Molten Salt Reactor (MSR) has the characteristics of drift effect of delayed neutron precursors (DNP), direct heating of coolant and moderator cooled by fuel salt under most conditions, which bring significant differences from traditional reactors in dynamics calculation. To deal with the unique dynamics characteristics of MSR, a specific three-dimensional spatial dynamics code – TMSR3D has been developed, in which the fourth order standard nodal expansion method and the exponential transformation method are implemented to solve the neutron diffusion equations and the neutron kinetics equations respectively, the parallel multi-channel thermal hydraulics (TH) model is adopted to take into account the feedbacks of local temperature to group constants, and a convection term is introduced to the traditional balance equations for DNP to consider the influence of fuel salt flow.
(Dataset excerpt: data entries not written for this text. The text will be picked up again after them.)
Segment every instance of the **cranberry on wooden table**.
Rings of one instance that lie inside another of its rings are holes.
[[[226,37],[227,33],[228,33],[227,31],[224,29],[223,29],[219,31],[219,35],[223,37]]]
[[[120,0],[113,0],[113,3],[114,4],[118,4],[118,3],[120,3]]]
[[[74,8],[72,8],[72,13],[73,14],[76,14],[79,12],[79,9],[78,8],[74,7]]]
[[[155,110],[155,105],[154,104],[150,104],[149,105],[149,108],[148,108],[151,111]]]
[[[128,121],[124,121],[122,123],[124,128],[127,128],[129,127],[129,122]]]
Besides, the least square fitting method is employed to parameterize the few-group homogenized parameters generated by the lattice code DRAGON5. The 3D-LRA core benchmark is first used to verify TMSR3D for solid-fueled reactor problem. Afterwards, the experimental data of the Molten Salt Reactor Experiment (MSRE) collected in the European project MOST are simulated, which includes the transients perturbed by protected fuel pump start-up and coast-down at zero power, and the natural circulation experiment. The numerical results indicate that the developed code is capable of providing a reasonable description for the neutronics-TH coupling phenomena of graphite-moderated channel-type MSRs.